There has also been a massive jump in the number of students living at home, reflecting spiralling rents and a lack of accommodation.

Most families are having to financially support their children in third-level education, with the cost of children going to college putting a huge strain on the finances of families.

The average contribution being made by parents with sons and daughters in third-level education is now €450 a month, new research from the Irish League of Credit Unions shows.

Key findings of the new survey include:

  • 59pc of parents get into debt to cover college costs.
  • The average debt being taken on by parents each year is €5,030 per child.
  • Some 62pc of students choose to live at home, compared with 44pc in 2013.
  • Students living away from home spend €1,033 a month, with those living at home spending €474 per month on average.

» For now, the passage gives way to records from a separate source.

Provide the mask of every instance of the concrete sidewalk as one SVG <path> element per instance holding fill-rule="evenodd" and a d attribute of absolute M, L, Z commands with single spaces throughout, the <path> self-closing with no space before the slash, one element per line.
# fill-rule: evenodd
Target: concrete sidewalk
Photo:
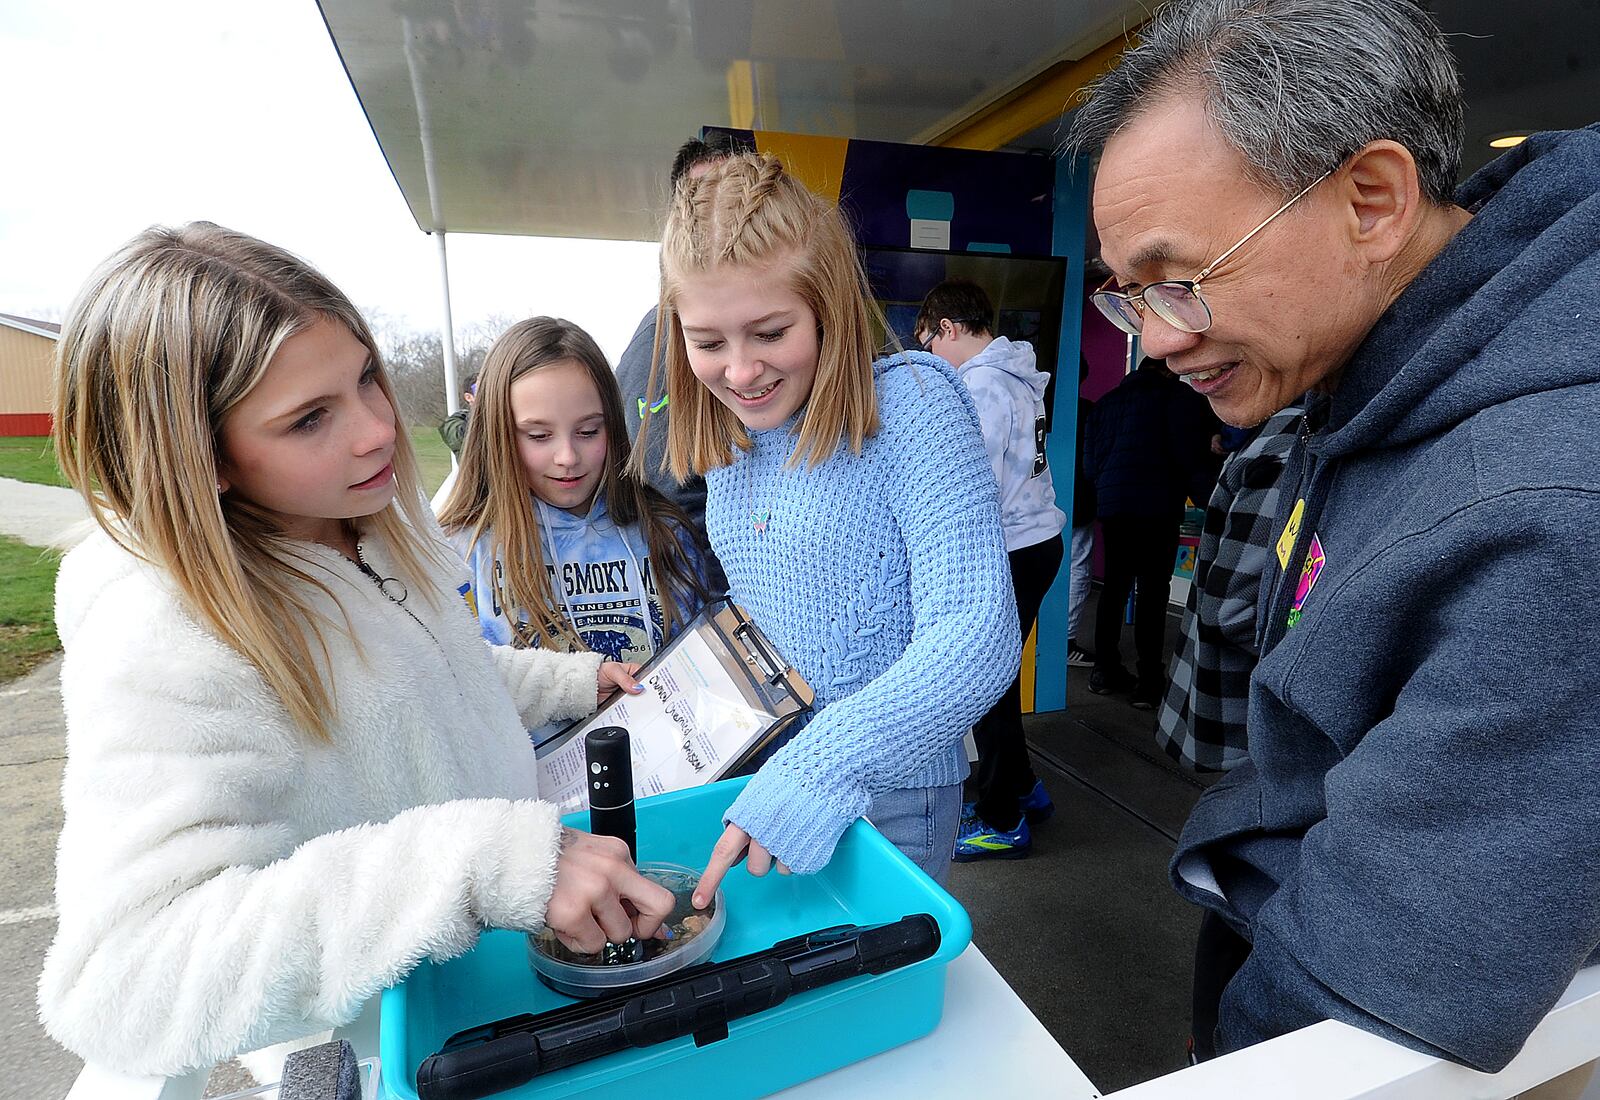
<path fill-rule="evenodd" d="M 61 658 L 0 684 L 0 1092 L 65 1096 L 82 1063 L 39 1026 L 34 988 L 55 934 Z"/>
<path fill-rule="evenodd" d="M 67 550 L 93 529 L 77 490 L 0 477 L 0 535 Z"/>
<path fill-rule="evenodd" d="M 0 477 L 0 534 L 65 550 L 93 526 L 75 490 Z M 41 1100 L 65 1096 L 83 1065 L 45 1035 L 34 1007 L 55 934 L 65 758 L 56 656 L 0 684 L 0 1081 L 7 1095 Z"/>

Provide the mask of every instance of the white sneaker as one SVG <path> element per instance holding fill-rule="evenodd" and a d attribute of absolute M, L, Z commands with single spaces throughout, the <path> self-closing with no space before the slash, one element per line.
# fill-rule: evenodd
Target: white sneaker
<path fill-rule="evenodd" d="M 1068 668 L 1093 668 L 1094 654 L 1084 649 L 1077 642 L 1067 643 Z"/>

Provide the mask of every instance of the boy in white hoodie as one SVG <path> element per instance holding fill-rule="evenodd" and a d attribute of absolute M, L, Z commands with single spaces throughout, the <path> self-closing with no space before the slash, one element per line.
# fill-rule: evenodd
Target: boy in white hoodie
<path fill-rule="evenodd" d="M 994 305 L 976 283 L 950 279 L 923 299 L 916 337 L 924 350 L 956 368 L 978 408 L 983 445 L 1000 486 L 1000 523 L 1011 562 L 1023 638 L 1033 630 L 1044 594 L 1055 583 L 1066 516 L 1056 507 L 1045 460 L 1045 388 L 1050 376 L 1033 346 L 994 333 Z M 1022 733 L 1022 678 L 974 729 L 978 797 L 963 807 L 955 860 L 1021 859 L 1033 847 L 1029 823 L 1055 812 L 1033 773 Z"/>

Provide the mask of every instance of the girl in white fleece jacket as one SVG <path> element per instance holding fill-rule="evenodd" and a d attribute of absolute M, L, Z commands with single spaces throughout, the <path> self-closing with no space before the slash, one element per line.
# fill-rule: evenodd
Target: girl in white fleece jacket
<path fill-rule="evenodd" d="M 486 646 L 365 323 L 289 254 L 149 230 L 61 334 L 66 821 L 45 1027 L 175 1074 L 349 1022 L 485 927 L 649 936 L 672 898 L 537 801 L 525 726 L 634 689 Z"/>

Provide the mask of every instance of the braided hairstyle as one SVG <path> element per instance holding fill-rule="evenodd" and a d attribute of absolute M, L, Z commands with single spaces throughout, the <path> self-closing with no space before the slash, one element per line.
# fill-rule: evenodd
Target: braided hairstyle
<path fill-rule="evenodd" d="M 672 409 L 663 465 L 674 477 L 703 475 L 750 449 L 733 410 L 690 370 L 676 307 L 684 277 L 726 268 L 745 269 L 752 280 L 787 280 L 817 318 L 816 380 L 791 464 L 815 466 L 841 443 L 860 454 L 878 430 L 874 326 L 877 332 L 888 326 L 868 290 L 855 239 L 839 208 L 807 190 L 776 157 L 744 153 L 698 178 L 684 178 L 673 191 L 661 238 L 661 305 L 634 469 L 645 472 L 648 410 L 662 391 L 663 373 Z"/>

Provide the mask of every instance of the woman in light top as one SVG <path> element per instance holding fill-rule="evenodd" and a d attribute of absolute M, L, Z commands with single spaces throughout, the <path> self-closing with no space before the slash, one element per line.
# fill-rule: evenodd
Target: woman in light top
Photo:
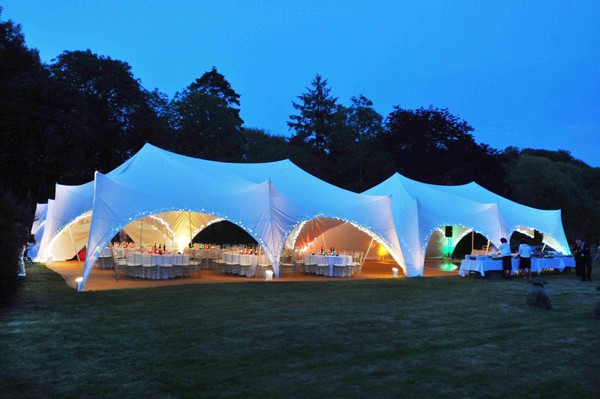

Parents say they save on average for eight years to fund the cost of college, but one in 10 parents will have to resort to using a moneylender.

The survey, which was conducted among 1,000 adults by market research firm iReach, found that 72pc of parents say they are really struggling to cover the cost of their child's third-level education.

This is despite the fact that the majority of students work throughout the academic year to help fund the cost of college. And close to half get some form of grant.

The cost of books, rents, the registration fee, and day-to-day expenses means the average family is taking on high levels of debt.

One of the biggest outlays is on the cost of the registration fee, which is set to hit €3,000 this year. Most family budgets are adversely impacted by the cost of the registration fee.

And there has been a sharp rise this year in the number of students living at home in a bid to save money, according to the survey. In what appears to reflect confidence in the economy, eight out of 10 students feel they will be able to find a job in Ireland when they complete college.

Emigrate

And there has been a sharp fall in the numbers who feel they will have to emigrate.

Interest in a subject continues to be the primary reason why students choose their college course, followed by job prospects. Location of course is another major factor when students opt for a course.

Monthly income and savings continue to be the most popular ways in which parents fund their child's third-level education.

Credit union loans are the next most popular method, followed by a bank.

Chief executive of the Irish League of Credit Unions Ed Farrell said the cost of college and university puts pressure on both parents and students.

"The increased registration fees combined with monthly rent and bills, books and materials and day-to-day expenses are a significant financial burden to many families."

He said it was worrying that 10pc of parents will consider a moneylender to help cover the costs of their child or children's college education.

He urged parents to talk to their credit union first. They were available to support both parents and students, he said.